Абсолютно созвучно моим ощущениям! Оба аспекта. Я поздно пришла к этому, собственно говоря, не так давно, мне до сих пор иногда требуется некоторое усилие, чтобы жить в том значении, о котором говорит о. Александр. Многие так и проживают жизнь – не живя, а многим такая постановка вопроса наверняка показалась бы кощунственной. Что же касается радости от общения, у меня есть конкретные примеры. Вроде никаких специальных «разговоров», просто течение жизни, а в итоге – радость…

* * *

«Ни один человек в мире не обогатился обсуждениями.

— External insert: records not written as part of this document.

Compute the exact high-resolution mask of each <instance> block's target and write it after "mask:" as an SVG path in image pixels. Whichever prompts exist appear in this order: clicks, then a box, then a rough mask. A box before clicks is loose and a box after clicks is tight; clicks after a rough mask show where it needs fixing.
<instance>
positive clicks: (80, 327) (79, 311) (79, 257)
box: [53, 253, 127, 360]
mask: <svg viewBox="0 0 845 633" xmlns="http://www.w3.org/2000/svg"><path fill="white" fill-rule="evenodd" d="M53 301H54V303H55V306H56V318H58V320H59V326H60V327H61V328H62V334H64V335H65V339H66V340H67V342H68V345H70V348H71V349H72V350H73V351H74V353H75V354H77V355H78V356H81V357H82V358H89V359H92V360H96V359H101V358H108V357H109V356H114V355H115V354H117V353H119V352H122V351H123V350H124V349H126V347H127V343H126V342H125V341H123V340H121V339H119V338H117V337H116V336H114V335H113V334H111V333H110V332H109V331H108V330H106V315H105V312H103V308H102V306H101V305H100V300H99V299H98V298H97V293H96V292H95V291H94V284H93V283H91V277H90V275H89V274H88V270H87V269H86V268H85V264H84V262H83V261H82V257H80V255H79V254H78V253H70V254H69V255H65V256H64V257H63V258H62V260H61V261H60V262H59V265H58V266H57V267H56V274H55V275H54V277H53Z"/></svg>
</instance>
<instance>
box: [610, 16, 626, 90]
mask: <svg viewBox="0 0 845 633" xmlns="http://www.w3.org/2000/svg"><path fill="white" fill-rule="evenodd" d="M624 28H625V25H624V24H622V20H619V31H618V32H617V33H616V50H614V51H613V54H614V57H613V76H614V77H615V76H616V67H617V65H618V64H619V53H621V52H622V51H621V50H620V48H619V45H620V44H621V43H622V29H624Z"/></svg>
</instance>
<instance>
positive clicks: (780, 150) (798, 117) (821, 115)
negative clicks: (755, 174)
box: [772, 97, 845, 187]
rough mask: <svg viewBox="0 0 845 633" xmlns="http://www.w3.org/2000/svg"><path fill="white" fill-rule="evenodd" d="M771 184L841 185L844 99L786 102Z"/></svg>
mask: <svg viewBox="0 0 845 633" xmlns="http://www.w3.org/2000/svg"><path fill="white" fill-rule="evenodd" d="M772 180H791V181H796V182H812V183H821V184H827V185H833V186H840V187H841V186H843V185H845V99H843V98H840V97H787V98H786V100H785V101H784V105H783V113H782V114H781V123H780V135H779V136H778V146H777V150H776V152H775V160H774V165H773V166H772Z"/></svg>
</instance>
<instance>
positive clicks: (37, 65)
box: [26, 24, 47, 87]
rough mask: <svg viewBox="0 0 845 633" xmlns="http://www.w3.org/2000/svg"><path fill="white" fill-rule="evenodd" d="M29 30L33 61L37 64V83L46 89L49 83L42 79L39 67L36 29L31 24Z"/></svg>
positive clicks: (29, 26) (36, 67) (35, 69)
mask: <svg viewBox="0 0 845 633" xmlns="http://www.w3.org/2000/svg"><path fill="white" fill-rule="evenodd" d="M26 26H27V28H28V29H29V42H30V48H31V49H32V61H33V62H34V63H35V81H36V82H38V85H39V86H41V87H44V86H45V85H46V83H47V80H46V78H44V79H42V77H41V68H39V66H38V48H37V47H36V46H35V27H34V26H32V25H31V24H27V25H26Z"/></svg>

Только встречей с реальностью, с правдой, добром, красотой… Что такое счастье? Это жить вот так, как мы живем сейчас с Л., вдвоем, наслаждаясь каждым часом (утром – кофе, вечером два-три часа тишины и т. д.). Никаких особенных “обсуждений”. Все ясно и потому – так хорошо!»


Вопрос стоит так. Одно из двух:

– Как, с кем-то жить? Ведь он будет мешать мне пить мой утренний кофе!

Или же:

– Мы будем вместе жить. И будем вдвоем пить утренний кофе!

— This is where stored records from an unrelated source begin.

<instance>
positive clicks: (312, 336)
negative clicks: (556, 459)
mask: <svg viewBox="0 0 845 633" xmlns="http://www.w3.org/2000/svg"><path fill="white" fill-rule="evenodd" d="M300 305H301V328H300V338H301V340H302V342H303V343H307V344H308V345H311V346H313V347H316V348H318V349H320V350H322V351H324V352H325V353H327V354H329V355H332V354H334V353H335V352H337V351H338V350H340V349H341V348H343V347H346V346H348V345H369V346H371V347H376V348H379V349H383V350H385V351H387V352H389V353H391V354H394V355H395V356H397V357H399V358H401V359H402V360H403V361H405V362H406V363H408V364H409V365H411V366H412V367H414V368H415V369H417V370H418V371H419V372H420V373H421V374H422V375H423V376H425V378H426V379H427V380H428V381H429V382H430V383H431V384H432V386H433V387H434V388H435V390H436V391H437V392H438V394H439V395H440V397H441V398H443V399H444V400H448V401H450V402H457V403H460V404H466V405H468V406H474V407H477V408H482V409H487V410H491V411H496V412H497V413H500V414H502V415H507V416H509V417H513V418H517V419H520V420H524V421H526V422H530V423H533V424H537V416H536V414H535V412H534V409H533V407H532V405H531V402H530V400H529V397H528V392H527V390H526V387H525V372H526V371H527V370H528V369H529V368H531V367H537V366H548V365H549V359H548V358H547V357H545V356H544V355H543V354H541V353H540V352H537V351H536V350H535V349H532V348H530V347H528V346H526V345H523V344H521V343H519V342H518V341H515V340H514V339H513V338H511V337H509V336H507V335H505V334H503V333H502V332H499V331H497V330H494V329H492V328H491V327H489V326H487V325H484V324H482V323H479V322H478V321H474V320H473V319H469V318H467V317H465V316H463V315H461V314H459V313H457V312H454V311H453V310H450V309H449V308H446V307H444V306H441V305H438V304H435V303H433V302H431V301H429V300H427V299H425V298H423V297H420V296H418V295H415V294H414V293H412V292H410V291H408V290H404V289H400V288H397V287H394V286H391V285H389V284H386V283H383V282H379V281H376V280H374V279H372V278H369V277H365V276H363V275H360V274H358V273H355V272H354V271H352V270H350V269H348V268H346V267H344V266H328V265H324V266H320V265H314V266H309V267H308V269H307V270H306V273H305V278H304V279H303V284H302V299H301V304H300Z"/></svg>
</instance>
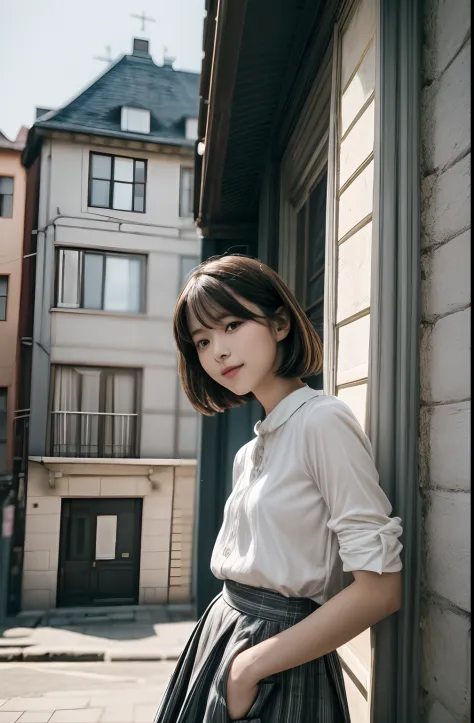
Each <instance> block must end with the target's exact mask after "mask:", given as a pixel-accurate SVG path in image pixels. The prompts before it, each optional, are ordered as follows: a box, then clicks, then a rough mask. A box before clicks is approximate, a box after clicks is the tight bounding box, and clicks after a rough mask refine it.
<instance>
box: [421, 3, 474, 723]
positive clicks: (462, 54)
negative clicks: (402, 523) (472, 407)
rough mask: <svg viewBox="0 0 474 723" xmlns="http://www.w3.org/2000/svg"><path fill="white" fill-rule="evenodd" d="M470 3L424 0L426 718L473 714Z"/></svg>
mask: <svg viewBox="0 0 474 723" xmlns="http://www.w3.org/2000/svg"><path fill="white" fill-rule="evenodd" d="M470 36H471V31H470V2H469V0H454V1H453V0H426V1H425V15H424V47H423V72H424V77H423V91H422V118H421V122H422V139H421V140H422V340H421V425H420V450H421V458H420V462H421V469H420V473H421V474H420V477H421V484H422V487H423V498H424V505H423V591H422V619H421V624H422V631H421V636H422V638H421V644H422V661H421V666H422V670H421V680H422V709H423V710H422V720H423V721H425V722H426V723H455V722H456V723H467V721H468V720H470V700H469V699H470V691H469V679H470V670H469V665H470V662H469V658H470V489H471V485H470V441H469V440H470V409H471V403H470V396H471V394H470V301H471V298H470V249H471V233H470V225H471V217H470V196H471V188H470V160H471V155H470V150H471V141H470V52H471V43H470Z"/></svg>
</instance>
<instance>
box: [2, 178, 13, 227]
mask: <svg viewBox="0 0 474 723" xmlns="http://www.w3.org/2000/svg"><path fill="white" fill-rule="evenodd" d="M2 178H9V179H11V182H12V192H11V194H10V193H0V196H10V195H11V197H12V212H11V214H10V216H7V215H5V214H3V213H2V206H3V204H2V203H0V218H13V202H14V196H15V176H3V175H0V180H1V179H2Z"/></svg>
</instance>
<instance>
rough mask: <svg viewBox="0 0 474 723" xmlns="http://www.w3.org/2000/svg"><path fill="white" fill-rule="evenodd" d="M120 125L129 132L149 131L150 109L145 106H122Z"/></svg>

Сила интонации – меняет все.

Долгое счастье, дарованное мне в семейной жизни, ничем нельзя измерить…

* * *

«Я многое могу, сделав усилие памяти, вспомнить; могу восстановить последовательные периоды и т. д. Но интересно было бы знать, почему некоторые вещи (дни, минуты и т. д.) я не вспоминаю, а помню, как если бы они сами жили во мне. При этом важно то, что обычно это как раз не “замечательные” события и даже вообще не события, а именно какие-то мгновения, впечатления. <…> Например, та Великая Суббота, когда перед тем, как идти в церковь, я вышел на балкон, и проезжающий внизу автомобиль ослепляюще сверкнул стеклом, в которое ударило солнце. Все, что я всегда ощущал в Великой Субботе, а через нее – в самой сущности христианства, все, что пытался писать об этом, – в сущности, всегда внутренняя потребность передать и себе, и другим то, что вспыхнуло, озарило, явилось в то мгновенье…Что такое молитва? Это память о Боге, это ощущение Его присутствия. Это радость от его присутствия. Всегда, всюду, во всем».